"Rafael J. Wysocki" <raf...@kernel.org> writes:

> On Wed, Jun 20, 2018 at 11:27 AM, Felipe Balbi <ba...@kernel.org> wrote:
>>
>> Hi,
>>
>> Tony Lindgren <t...@atomide.com> writes:
>>> * Felipe Balbi <ba...@kernel.org> [180619 01:23]:
>>>> This is a direct consequence of not paying attention to the order of
>>>> things. If driver were to assume that pm_domain->activate() would do the
>>>> right thing for the device -- meaning that probe would run with an
>>>> active device --, then we wouldn't need that pm_runtime_get() call on
>>>> probe at all. Rather we would follow the sequence:
>>>>
>>>>      pm_runtime_forbid()
>
> Why do you need the _forbid() thing?
>
> Does the default user space control setting need to be changed?
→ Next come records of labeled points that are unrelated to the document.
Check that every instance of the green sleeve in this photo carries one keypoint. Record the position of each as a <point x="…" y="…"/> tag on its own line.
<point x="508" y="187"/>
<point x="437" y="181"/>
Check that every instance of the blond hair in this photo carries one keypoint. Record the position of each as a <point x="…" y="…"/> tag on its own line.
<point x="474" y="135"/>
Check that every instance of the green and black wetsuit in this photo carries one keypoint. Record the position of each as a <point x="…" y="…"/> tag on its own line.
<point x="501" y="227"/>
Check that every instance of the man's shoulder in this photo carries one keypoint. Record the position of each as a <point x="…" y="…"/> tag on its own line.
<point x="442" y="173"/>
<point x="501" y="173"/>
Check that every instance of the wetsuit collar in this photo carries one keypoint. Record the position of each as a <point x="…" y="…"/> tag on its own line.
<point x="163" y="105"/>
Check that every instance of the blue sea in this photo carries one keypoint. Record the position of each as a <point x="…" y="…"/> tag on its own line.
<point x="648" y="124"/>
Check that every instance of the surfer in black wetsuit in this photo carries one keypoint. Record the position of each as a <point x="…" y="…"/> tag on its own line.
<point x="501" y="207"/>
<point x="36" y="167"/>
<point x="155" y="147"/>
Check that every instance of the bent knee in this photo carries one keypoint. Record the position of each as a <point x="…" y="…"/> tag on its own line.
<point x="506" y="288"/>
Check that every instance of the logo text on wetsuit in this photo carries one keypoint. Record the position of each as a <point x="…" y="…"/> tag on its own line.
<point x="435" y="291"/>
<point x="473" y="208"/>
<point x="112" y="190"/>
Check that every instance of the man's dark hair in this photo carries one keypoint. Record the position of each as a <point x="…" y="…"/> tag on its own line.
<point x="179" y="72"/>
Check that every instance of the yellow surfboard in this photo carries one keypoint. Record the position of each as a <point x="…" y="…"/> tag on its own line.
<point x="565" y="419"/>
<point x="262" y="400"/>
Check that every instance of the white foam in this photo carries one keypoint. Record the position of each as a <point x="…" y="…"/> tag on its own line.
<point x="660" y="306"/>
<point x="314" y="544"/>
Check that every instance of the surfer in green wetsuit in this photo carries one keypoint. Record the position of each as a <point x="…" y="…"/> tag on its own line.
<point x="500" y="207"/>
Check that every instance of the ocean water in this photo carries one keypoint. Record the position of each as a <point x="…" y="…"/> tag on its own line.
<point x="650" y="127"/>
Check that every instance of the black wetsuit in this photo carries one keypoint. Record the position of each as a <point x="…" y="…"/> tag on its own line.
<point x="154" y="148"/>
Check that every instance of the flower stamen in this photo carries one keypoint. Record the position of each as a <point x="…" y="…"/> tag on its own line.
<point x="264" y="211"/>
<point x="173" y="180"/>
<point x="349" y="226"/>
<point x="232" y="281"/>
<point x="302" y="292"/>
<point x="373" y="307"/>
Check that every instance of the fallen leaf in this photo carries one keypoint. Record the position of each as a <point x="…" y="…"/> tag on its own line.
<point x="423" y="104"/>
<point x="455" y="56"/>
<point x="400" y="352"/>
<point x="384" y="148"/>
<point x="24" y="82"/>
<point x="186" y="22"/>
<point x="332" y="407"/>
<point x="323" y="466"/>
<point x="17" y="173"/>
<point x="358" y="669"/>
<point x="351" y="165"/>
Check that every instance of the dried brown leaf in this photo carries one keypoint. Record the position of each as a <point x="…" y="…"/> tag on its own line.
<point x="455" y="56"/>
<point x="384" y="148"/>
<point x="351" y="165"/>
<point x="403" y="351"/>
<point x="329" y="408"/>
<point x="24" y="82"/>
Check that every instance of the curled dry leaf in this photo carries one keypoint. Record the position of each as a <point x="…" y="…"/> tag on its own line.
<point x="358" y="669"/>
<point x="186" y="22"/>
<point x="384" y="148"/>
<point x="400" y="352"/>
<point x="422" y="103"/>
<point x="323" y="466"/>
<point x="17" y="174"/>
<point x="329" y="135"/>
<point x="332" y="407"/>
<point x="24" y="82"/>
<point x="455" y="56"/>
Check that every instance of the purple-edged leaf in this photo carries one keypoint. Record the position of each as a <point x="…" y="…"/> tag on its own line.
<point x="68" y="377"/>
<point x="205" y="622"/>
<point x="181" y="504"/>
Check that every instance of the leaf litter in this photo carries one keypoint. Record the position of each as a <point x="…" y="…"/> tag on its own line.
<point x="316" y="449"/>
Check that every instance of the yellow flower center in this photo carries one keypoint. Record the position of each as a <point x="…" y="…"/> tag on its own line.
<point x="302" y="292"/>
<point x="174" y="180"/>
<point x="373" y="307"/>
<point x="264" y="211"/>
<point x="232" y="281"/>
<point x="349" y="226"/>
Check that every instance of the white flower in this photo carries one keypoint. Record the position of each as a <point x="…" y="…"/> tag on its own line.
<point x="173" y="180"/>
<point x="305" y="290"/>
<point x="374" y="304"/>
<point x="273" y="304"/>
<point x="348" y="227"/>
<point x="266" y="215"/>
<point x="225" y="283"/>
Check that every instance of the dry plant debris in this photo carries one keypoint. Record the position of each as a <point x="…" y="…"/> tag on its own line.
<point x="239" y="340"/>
wouldn't that race with a udev rule writing "auto" power/control as soon
as device is added?

>>>> (If you need to know why the pm_runtime_put_noidle(), remember that
>>>> pm_runtime_set_active() increments the usage counter, so
>>>> pm_runtime_put_noidle is basically allowing pm_runtime to happen as soon
>>>> as userspace writes "auto" to /sys/..../power/control)
>>>
>>> I wonder if we could also remove the need for drivers to call
>>> pm_runtime_putnoidle() at the end of the probe? If we had
>>> pm_runtime_init_enabled() implemented.
>>
>> probably not. We want to block runtime pm during probe, until the device
>> is fully initialized, the only way to do that is to increment rpm usage
>> counter.
>
> That or enable it only at the end.  But I guess you want to
> runtime-resume it earlier, don't you?

well, if arch implements pm_domain->activate() and guarantees that
device is already running, with clocks stable during probe, then
enabling runtime pm at the end is probably the best idea.